We've heard both of them say, hey, we're here to help you, how can we help? And then we've seen them actually there and help. So not just all talk, but thank you so much for number one, what you guys do and we get all excited every time we see you guys come to the building because we know that you're there. Like I said, you're there to serve these kids, to love these kids and to help them be everything that they can be, regardless of what happens outside of the building, like it really is about them. And also thank you for hanging out with us and doing this podcast. Maybe we'll do it again sometime.
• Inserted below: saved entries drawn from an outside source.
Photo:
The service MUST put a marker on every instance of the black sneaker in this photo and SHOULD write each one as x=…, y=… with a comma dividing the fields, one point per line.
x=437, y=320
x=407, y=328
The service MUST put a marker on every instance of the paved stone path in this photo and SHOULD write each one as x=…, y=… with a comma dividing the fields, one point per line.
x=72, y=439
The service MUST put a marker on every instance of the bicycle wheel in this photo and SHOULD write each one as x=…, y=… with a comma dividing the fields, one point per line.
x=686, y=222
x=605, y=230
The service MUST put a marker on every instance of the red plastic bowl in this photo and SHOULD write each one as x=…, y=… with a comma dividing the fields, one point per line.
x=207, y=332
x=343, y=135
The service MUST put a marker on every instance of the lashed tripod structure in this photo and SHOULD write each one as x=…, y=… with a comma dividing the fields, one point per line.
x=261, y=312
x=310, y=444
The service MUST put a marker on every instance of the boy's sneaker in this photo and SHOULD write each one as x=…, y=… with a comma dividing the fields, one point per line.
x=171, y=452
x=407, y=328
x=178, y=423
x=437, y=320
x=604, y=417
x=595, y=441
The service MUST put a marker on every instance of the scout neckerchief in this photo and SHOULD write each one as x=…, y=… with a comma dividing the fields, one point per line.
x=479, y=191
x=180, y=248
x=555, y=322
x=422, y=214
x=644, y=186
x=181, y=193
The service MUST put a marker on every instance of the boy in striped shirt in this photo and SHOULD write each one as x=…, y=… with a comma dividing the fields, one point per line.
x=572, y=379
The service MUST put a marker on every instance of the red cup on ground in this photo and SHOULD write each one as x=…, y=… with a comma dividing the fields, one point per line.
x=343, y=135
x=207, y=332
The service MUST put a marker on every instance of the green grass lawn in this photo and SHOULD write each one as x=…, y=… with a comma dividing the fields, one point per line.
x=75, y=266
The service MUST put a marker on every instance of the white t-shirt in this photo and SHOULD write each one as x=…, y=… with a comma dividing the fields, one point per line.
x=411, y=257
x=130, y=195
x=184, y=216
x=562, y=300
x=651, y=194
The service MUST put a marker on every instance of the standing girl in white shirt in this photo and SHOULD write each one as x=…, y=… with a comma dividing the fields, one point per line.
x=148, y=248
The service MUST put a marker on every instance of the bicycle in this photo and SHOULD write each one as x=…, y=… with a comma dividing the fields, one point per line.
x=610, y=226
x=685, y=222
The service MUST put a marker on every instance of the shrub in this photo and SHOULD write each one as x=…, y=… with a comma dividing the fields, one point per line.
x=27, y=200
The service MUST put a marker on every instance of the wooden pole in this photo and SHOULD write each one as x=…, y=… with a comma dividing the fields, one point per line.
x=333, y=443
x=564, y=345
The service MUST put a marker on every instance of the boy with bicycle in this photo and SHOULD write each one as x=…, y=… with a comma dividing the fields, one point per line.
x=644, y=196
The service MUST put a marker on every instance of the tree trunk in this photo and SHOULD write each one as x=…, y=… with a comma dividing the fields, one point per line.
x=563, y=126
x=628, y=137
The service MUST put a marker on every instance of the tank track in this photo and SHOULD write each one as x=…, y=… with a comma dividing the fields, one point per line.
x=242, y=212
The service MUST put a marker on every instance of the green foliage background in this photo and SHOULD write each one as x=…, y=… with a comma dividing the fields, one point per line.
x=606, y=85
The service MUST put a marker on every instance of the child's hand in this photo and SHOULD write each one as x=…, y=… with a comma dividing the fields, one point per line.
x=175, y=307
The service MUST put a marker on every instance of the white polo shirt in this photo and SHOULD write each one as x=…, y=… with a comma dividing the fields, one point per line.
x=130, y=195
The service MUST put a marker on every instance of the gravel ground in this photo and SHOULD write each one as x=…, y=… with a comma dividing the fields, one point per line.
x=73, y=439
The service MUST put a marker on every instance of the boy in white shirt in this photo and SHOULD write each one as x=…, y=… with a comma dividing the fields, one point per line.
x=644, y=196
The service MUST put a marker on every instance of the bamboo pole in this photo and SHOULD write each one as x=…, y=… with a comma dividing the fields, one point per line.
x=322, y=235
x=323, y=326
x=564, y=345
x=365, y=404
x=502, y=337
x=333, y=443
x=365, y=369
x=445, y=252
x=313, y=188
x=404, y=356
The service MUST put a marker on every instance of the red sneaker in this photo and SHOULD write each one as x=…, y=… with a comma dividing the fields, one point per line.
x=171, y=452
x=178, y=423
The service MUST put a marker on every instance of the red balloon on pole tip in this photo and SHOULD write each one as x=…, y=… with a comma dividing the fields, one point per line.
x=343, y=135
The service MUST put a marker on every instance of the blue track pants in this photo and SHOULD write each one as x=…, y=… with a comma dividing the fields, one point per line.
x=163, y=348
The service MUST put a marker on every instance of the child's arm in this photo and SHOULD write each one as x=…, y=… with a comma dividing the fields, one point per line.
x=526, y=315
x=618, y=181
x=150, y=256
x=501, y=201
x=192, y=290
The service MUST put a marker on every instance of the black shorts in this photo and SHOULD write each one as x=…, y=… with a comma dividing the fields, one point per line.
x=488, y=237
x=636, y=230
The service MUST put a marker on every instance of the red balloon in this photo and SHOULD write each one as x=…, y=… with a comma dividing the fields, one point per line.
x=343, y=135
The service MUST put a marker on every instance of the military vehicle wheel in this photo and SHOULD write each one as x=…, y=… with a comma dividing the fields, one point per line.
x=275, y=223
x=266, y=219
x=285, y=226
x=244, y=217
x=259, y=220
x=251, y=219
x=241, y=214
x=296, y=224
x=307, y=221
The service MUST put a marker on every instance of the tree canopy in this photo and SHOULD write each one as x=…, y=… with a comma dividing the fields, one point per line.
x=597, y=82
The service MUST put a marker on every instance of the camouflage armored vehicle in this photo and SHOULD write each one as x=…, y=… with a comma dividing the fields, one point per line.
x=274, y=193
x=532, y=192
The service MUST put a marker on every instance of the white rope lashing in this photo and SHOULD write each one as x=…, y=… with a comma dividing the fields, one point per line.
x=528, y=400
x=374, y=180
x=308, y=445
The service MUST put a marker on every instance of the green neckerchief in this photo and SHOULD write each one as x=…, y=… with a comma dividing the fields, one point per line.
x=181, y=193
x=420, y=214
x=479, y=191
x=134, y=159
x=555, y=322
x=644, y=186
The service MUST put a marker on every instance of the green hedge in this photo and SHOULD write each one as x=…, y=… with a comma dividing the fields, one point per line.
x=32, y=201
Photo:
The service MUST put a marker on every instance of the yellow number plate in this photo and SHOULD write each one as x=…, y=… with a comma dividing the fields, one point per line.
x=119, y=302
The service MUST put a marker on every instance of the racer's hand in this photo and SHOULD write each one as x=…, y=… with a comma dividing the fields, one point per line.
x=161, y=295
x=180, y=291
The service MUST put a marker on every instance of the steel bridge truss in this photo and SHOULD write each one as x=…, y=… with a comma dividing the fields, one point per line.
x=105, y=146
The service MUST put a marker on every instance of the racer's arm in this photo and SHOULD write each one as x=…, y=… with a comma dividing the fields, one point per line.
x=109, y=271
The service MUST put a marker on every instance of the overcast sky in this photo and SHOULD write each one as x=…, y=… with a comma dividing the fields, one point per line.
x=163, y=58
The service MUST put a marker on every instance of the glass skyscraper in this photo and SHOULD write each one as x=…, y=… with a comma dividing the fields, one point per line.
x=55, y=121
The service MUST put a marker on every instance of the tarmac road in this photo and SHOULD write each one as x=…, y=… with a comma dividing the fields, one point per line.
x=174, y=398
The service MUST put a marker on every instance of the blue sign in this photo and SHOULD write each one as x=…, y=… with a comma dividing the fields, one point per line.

What do you think?

Speaker 4:

Yeah, absolutely.

Speaker 2:

So we could talk about. You know what we do all night.

Speaker 3:

That's what I was getting ready to say they, you know what we do. All that's what I was getting ready to say. They're like us. We can talk about our jobs and y'all can talk about your jobs, I'm sure. And we, yeah, we do the same. We do the same thing. We come home and say, okay, so let's go sit out back and maybe we'll talk about what are we doing this weekend. Well, hey, do you know what happened today?

Speaker 1:

And yeah, so Usually it goes more like man, I'm so tired, yeah, me too. Let's get home and we just relax About the time our rear end hits the seat. We're talking about work, so, but again, thank you guys, and we'll talk to you some other time.

Speaker 4:

Yeah, thank you for having us Sure enough.